Living up to the Hype: Livestreaming 2021

Living up to the Hype: Livestreaming 2021

Livestreaming is the buzz-iest trend to emerge from China’s e-commerce economy in the past year. 

As retailers around the world seek lessons from China’s success in livestreaming, we examine what Chinese consumers want in their ‘streams, who they trust and what makes them buy. 

In March 2021, C2 Global surveyed 1,102 Chinese consumers who have engaged in livestream-driven commerce to study how the platforms and content have transformed the shopping experience in China. 

Key Takeaways Included:

  • Livestreaming is largely a mobile activity: More than 90% of respondents use mobile to access livestreams.
  • People are engaged for long periods of time: more than 60% of respondents are averaging between 30 minutes and two hours on a given livestream, and half of respondents watch between 2 to 5 livestreams in a typical session.
  • Consumers turn to livestreams to better understand products and answer questions they may have in general, such as skincare advice, types of materials, natural ingredients.
  • Most respondents trust products more after watching a livestream, particularly when the host is either a third party authority such as a doctor or chef, or they are a KOC (“Key Opinion Consumer”), who is perceived not to be sponsored by the brand. Examples of these experts include dermatologists for skin care, luxury “connoisseurs” for how to determine authenticity of luxury handbags and vintage shoprunners to tell if a sneaker is real. Despite the popularity of celebrity livestreamers like Austin Li, 34% of respondents said they are more likely to trust a KOC than a ‘famous’ host.
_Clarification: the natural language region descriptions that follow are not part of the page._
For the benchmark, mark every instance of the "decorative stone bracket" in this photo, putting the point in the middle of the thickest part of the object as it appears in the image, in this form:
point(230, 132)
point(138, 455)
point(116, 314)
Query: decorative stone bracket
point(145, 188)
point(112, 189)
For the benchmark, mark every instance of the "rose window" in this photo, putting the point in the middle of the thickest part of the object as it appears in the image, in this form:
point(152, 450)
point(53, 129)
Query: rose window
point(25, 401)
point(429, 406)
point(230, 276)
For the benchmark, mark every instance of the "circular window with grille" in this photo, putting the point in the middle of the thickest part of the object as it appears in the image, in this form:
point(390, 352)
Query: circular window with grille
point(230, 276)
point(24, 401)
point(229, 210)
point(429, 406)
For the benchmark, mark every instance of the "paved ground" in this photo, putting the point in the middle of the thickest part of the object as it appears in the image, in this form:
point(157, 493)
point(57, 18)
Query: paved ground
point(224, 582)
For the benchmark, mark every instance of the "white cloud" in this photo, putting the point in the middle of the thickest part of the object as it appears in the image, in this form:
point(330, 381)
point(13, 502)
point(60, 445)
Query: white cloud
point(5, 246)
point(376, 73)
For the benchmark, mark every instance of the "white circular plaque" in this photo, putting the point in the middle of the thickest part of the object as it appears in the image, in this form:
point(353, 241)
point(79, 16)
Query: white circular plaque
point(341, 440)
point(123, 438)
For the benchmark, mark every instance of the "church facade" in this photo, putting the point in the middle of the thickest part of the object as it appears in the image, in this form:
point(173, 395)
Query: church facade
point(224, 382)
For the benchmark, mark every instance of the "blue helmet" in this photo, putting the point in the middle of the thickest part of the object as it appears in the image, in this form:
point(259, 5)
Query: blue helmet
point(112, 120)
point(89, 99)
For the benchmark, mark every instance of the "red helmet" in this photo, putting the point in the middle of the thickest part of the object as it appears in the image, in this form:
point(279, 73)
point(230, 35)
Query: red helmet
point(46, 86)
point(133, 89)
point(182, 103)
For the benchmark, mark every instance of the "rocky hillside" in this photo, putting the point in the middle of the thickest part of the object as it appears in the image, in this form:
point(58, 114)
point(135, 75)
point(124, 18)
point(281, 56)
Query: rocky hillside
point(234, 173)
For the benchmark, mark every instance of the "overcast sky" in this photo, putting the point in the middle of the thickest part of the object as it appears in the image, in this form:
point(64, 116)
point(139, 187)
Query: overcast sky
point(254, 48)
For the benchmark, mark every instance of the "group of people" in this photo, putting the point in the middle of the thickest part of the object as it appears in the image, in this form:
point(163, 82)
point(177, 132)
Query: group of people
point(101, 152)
  • Taobao live and Douyin are the most popular platforms, but other platforms are quickly integrating into their user experience.
  • Top categories purchased through livestreams were snacks, apparel and beauty. 
    • Snacks and food are mostly fun and engaging content such as eating competitions, taste tests and groups of people eating together. 
    • Apparel livestreams consist mostly of mix and match and creating outfits and looks – the most credible livestreams tend to be the ones that put a whole look together with multiple brands, rather than one brand only. 
    • Beauty livestreams are primarily how-tos and before and after. Many hosts share their own skin reactions and what worked and what didn’t work for them.
  • The most popular formats were product or sales demonstrations, personal stories (farmers, factories) and entertainment. 
    • Artisans and factories are taking consumers behind the scenes to showcase their craftsmanship.
    • Local farmers walk through their fields to show where their food is grown and create trust and transparency in the process.

CLA recommends that brands incorporate the following considerations into their livestreaming strategy in China: 

  • Plan early for key holidays in China, including 11/11, 6/18 and other e-commerce holidays such as Women’s Day, Qixi and 12/12. Competition is high during these times, so livestreams and engagements need to be able to stand out from the crowd to gain attention. 
  • Search wide and deep for livestream talent and unique formats – the widespread adoption of livestreaming and the length of livestreams creates the need for new types of entertainment and formats. Brands should seek to be creative and innovative to bring their brand to life and connect with consumers in authentic and engaging ways. 
  • Consider KOCs and non celebrity hosts for your livestreams. Consumers are seeking authenticity and knowledge sharing, and brands that can provide this will win their trust and attention.